Pourtant, leur conduite souvent anarchique circulation en sens interdit, non-respect des feux rouges et stationnement intempestif alimente les tensions avec les autres usagers de la route et multiplie les risques d’accidents.
Lors d’un entretien accordé ce mardi 18 février 2026 à l’Agence Congolaise de la Presse (ACP), Jean-Marie Kasongo, président des motocyclistes de Kinshasa, a réitéré une demande pressante : « Avant toute délivrance de permis, les conducteurs de Wewa doivent obligatoirement suivre une formation au code de la route, sanctionnée par un brevet. »
Cette mesure, selon lui, permettrait de sensibiliser les motocyclistes aux règles de sécurité routière, de réduire les comportements dangereux et de limiter le nombre d’accidents quotidiens impliquant ces engins.

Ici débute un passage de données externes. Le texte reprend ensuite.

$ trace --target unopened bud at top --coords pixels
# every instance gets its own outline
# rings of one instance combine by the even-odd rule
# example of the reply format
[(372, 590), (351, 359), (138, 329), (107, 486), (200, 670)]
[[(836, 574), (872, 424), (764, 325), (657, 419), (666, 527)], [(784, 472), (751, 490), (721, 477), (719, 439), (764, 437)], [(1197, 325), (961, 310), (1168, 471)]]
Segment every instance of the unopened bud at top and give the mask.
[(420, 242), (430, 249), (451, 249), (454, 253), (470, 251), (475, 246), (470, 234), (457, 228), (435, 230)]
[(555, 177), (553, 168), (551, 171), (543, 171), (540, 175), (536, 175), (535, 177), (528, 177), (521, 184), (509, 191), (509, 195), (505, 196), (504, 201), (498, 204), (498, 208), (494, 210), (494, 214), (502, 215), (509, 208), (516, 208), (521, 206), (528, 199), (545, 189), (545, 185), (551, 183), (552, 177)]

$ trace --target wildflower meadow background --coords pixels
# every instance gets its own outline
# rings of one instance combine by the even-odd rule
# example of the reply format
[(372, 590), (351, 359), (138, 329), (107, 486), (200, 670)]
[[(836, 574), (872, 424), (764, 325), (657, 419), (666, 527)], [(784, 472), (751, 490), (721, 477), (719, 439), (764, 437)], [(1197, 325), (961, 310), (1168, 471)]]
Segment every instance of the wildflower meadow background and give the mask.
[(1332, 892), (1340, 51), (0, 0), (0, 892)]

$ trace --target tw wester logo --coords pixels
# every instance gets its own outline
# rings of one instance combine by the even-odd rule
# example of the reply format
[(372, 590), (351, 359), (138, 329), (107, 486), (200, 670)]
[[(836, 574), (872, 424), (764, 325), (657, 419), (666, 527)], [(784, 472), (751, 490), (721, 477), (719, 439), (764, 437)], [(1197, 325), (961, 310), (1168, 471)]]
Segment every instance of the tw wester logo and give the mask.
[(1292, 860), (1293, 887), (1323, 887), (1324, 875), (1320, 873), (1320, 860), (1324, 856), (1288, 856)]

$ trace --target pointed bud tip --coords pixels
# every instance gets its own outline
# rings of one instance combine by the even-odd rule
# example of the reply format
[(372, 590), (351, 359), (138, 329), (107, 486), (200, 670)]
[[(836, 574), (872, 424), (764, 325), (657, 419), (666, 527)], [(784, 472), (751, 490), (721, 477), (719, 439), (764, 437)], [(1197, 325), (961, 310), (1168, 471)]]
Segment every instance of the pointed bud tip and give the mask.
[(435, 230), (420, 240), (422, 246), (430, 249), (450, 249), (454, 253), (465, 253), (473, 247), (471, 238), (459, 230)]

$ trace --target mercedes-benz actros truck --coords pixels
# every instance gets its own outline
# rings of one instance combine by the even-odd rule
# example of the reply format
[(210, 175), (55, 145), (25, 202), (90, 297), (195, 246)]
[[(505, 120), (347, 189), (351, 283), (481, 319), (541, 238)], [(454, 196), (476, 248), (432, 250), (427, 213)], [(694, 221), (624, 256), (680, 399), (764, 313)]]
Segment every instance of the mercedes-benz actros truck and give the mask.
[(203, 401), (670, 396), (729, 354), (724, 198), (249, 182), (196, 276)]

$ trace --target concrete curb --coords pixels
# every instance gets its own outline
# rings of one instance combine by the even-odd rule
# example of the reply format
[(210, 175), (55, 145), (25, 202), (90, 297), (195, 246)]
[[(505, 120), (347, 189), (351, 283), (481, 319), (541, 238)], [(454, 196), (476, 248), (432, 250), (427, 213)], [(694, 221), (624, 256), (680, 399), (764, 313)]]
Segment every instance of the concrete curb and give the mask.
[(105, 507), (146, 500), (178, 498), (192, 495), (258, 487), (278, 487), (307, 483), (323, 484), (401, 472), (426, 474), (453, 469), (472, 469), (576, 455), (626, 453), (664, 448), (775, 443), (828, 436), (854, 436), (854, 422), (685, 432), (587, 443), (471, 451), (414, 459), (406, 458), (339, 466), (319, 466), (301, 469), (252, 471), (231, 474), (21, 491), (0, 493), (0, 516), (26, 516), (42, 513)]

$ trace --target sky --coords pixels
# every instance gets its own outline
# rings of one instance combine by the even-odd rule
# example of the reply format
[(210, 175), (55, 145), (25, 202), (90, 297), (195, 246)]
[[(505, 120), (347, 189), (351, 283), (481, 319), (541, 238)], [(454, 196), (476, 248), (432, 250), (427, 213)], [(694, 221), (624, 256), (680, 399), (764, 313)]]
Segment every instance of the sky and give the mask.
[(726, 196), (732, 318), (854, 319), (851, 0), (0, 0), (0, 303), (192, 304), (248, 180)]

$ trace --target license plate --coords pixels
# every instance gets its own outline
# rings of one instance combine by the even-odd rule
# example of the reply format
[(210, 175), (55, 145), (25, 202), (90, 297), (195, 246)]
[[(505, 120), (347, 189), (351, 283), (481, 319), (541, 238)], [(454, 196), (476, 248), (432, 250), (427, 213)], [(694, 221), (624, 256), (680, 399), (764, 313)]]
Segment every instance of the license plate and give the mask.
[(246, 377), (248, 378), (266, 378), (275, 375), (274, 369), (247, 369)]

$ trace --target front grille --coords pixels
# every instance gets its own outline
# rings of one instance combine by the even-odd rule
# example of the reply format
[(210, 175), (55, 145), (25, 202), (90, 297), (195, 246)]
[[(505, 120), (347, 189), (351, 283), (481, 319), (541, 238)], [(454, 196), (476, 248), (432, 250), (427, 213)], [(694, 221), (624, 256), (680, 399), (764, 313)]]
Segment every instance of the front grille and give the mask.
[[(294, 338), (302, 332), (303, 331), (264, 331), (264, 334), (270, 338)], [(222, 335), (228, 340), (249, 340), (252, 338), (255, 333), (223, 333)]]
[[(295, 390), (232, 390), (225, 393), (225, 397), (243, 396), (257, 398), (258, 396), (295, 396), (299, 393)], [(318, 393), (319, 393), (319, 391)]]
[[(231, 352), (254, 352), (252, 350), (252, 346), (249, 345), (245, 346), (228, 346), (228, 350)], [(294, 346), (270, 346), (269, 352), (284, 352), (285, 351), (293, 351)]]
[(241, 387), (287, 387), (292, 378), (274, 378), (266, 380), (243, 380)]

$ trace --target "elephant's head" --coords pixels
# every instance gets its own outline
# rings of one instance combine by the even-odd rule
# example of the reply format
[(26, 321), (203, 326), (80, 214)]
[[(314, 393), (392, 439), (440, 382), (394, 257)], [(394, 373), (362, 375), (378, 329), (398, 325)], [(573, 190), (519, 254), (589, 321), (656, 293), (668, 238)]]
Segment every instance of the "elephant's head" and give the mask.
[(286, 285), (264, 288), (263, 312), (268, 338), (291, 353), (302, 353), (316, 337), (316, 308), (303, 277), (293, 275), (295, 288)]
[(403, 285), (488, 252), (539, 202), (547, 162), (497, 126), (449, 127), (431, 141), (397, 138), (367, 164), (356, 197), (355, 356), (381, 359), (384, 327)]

Dans une ville où les embouteillages sont une réalité quotidienne et où les accidents de la route font régulièrement des victimes, cette proposition vise à apporter un cadre plus strict à un secteur informel, mais essentiel à la mobilité urbaine.
Pour l’heure, cette initiative reste une suggestion, mais elle ouvre la voie à une réflexion plus large sur la régulation des Wewa, afin de concilier leur utilité publique et la sécurité de tous.